There are some similar questions to this, but nothing exact that I can find.

I have a very odd text-file with lines like the following:

field1=1; field2=2; field3=3; field1=4; field2=5; field3=6;

Matlab's textscan() function deals with this very neatly, as you can do this:

array = textscan(fid, 'field1=%d; field2=%d; field3=%d;'

and you will get back a cell-array where each column contains the respective field, and the text is simply ignored.

I'd like to rewrite the code that deals with this file in Python, but Numpy's loadtxt() and genfromtxt() don't seem to have this ability to ignore text interspersed with the desired numbers?

What are some Python ways to strip out the text and only get back the fields? I'm happy to use pandas or another library if required. Thanks!

EDIT: This question was suggested as an answer, but it only gives equivalents to the basic usage of textscan that does not deal with unwanted text in the input.
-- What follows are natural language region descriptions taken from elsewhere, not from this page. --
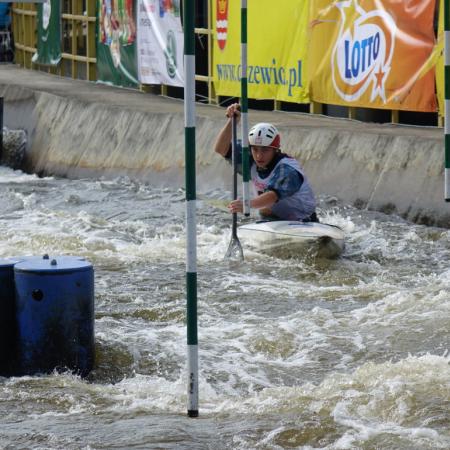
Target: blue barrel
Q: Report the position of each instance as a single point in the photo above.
(8, 329)
(55, 315)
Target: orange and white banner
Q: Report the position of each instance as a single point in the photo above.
(373, 53)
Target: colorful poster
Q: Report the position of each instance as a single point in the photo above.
(48, 33)
(439, 56)
(116, 44)
(373, 53)
(160, 42)
(277, 48)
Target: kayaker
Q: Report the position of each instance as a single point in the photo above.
(283, 190)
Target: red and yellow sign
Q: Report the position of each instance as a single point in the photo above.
(373, 53)
(222, 22)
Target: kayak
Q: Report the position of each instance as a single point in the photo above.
(285, 238)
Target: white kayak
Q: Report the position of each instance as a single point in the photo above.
(287, 238)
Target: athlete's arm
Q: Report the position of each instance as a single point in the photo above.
(265, 200)
(223, 140)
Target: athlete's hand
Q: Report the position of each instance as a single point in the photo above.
(235, 206)
(234, 110)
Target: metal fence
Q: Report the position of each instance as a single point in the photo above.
(79, 61)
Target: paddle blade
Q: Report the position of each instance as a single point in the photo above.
(234, 251)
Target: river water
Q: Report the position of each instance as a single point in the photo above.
(302, 353)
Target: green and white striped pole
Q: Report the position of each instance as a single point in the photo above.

The answer below with fromregex is what I needed.

Tobias Wood
  • 139
  • 8
  • 5
    Possible duplicate of [Python equivalent of Matlab textscan](https://stackoverflow.com/questions/13125447/python-equivalent-of-matlab-textscan) – grshankar Jul 17 '18 at 15:19
  • @grshankar: I would not consider this question a duplicate because those answers point to Numpy's `loadtxt()` and `genfromtxt()`, which don't fit the OP's needs because of the data structure to be handled. I just took the time to read through the docs for Matlab's [`textscan`](http://www.mathworks.com/help/matlab/ref/textscan.html) and I'm pretty sure there is no easy drop-in replacement. The best I could come up with was faking it with regex and put that as an answer. – Steven Rumbalski Jul 17 '18 at 15:47
  • Leave open unless a better duplicate is found! The OP addresses the shortcomings of those answers in his question. – Steven Rumbalski Jul 17 '18 at 15:50

2 Answers2

2

Numpy's fromregex function is basically the same as textscan. It lets you read in based on a regular expression, with groups (parts surrounded by ()) as the values. This works for your example:

data = np.fromregex('temp.txt', r'field1=(\d+); field2=(\d+); field3=(\d+);', dtype='int')
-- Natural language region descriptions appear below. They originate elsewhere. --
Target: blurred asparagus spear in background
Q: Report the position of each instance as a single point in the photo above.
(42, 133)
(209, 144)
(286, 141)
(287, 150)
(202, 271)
You can also use loadtxt. There is an argument, converters, that lets you provide functions that do the actual conversion from text to a number. You can provide a function that , you just need to provide it a function to strip out the unneeded text.

So in my tests this works:

myconv = lambda x: int(x.split(b'=')[-1])
mycols = [0, 1, 2]
convdict = {i: myconv for i in mycols}
data = np.loadtxt('temp.txt', delimiter=';', usecols=mycols, converters=convdict)
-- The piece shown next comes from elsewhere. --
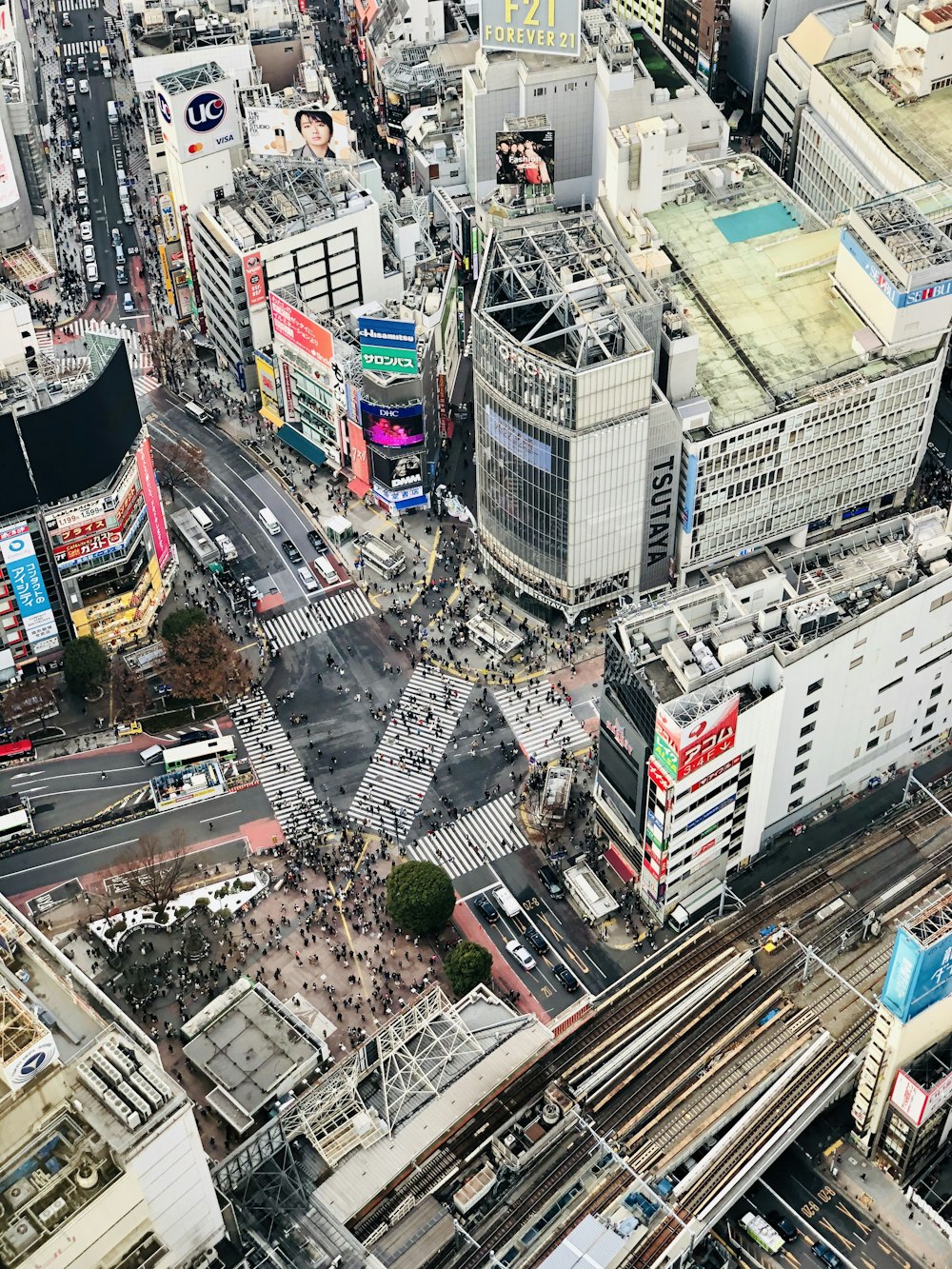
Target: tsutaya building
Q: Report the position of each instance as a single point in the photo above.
(735, 709)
myconv is an anonymous function that takes a value (say 'field1=1'), splits it on the '=', symbol (making ['field1', '1']), takes the last result ('1'), the converts that to a float (1.`).

mycols is just the numbers of the columns you want to keep. Since there is a delimiter at the end of each line, this counts as an empty columns. So we exclude that.

convdict is a dictionary where each key is a column number and each value is the function to convert that column to a number. In this case they are all the same, but you can customize them however you want.

TheBlackCat
  • 9,791
  • 3
  • 24
  • 31
0

Python has no exact equivalent of Matlab's textscan (edit: but numpy has fromregex. See @TheBlackCat's answer for more.)

With more complicated formats regular expressions may get the job done.

import re

line_pat = re.compile(r'field1=(\d+); field2=(\d+); field3=(\d+);')
with open(filepath, 'r') as f:
    array = [[int(n) for n in line_pat.match(line).groups()] for line in f]
Steven Rumbalski
  • 44,786
  • 9
  • 89
  • 119